Op een gekke plek aan de Dodekattenkippenweg, deels in het bos, woonde eens een kunstenaar. Hij opende een snackbar die hij zelf in elkaar had geknutseld, met bomen die midden in het restaurant naar boven rezen, dwars door het dak, en keukens voor koks onder de anderhalve meter. Hij is dood, inmiddels, maar zijn restaurant leeft door als je het mij vraagt, vol ongedierte, boze geesten en de occasionele drugsgebruiker die er met gevaar voor eigen leven onderdak vindt omdat het gebouw niet persé aan de normen voldoet.
De ‘Snack’, zoals het hier in de volksmond heet, ligt vol met schatten: Grote houten kisten, fotolijsten, gaas, vreemde meubelen, borden, kopjes, smerig en deels vergaan maar vol potentieel (eveneens aanwezig: stapels papieren van de gemeente om de man uit te zetten, porno-DVD’s en net een beetje enge schilderijen van vrouwengezichten).

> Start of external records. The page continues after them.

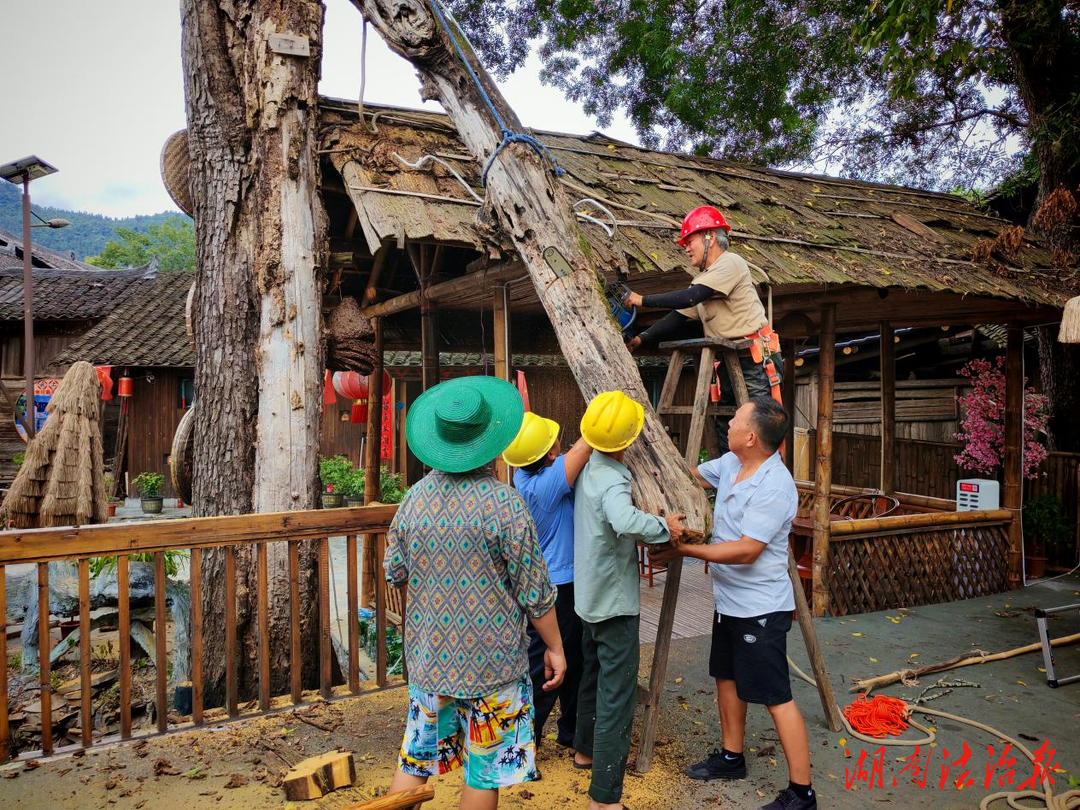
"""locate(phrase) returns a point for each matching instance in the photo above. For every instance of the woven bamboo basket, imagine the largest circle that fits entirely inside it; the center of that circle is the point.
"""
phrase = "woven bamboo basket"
(175, 170)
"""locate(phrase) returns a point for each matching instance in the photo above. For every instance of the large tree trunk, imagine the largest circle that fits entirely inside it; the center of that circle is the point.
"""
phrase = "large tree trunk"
(1044, 52)
(260, 229)
(531, 206)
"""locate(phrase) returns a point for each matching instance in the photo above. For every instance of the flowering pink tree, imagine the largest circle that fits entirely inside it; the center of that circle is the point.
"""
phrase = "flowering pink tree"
(983, 431)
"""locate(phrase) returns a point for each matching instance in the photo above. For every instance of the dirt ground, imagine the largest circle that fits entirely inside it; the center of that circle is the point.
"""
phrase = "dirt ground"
(240, 765)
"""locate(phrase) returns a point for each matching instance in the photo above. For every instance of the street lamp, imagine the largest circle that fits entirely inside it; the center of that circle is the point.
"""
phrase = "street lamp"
(24, 171)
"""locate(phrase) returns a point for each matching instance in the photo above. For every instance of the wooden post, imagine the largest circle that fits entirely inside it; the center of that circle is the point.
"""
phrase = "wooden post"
(1014, 437)
(823, 458)
(888, 483)
(373, 450)
(791, 354)
(813, 648)
(429, 339)
(501, 318)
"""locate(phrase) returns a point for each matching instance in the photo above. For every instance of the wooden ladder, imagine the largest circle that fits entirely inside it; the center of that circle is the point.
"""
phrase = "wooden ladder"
(699, 413)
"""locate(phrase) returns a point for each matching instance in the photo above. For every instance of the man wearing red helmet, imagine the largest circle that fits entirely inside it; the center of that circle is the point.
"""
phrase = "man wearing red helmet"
(723, 298)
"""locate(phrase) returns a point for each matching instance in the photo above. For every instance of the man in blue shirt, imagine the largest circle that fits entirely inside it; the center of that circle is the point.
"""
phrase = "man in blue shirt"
(545, 478)
(755, 502)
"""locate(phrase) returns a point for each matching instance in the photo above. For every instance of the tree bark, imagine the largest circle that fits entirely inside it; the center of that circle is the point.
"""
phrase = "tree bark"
(1060, 377)
(260, 231)
(526, 202)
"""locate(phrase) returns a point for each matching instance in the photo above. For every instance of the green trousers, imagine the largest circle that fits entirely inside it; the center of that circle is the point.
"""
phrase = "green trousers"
(606, 701)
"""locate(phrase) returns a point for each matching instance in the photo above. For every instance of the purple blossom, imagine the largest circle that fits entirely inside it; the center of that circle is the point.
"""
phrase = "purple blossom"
(982, 431)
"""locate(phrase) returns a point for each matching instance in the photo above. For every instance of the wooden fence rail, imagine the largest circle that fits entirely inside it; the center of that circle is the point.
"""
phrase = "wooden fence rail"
(41, 547)
(930, 468)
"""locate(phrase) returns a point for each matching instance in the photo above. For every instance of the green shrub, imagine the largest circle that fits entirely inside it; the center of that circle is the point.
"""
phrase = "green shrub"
(149, 484)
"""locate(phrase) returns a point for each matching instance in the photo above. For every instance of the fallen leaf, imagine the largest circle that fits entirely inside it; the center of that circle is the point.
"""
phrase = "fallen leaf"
(164, 768)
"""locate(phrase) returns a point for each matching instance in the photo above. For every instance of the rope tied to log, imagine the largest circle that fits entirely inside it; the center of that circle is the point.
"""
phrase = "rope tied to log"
(509, 136)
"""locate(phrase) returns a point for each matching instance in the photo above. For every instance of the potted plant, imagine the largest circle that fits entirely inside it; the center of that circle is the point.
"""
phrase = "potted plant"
(149, 486)
(335, 474)
(354, 489)
(112, 502)
(1044, 529)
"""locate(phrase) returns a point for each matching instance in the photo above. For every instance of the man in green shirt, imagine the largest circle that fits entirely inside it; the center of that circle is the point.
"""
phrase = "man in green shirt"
(607, 528)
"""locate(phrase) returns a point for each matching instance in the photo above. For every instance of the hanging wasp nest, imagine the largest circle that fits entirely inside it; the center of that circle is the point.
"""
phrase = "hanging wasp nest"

Fieke heeft zo’n fotolijst vandaag voorzien van nieuw leven met een tropische vlinder. De buren hebben drie lege schilderdoeken opgedoken en mij de opdracht gegeven om een olifant te schilderen. Op het tweede doek komt een marmot of een Chamois en voor het derde mag Tigrou model staan. Er staat een grote houten regenton op bloemen te wachten en een verroeste racefiets op heel veel liefde. Alle projecten die volgen zullen uiteraard hier worden weergegeven, we zitten op zijn minst nog twee weken opgesloten en zijn de Snack dankbaar voor al het onvoorziene vermaak.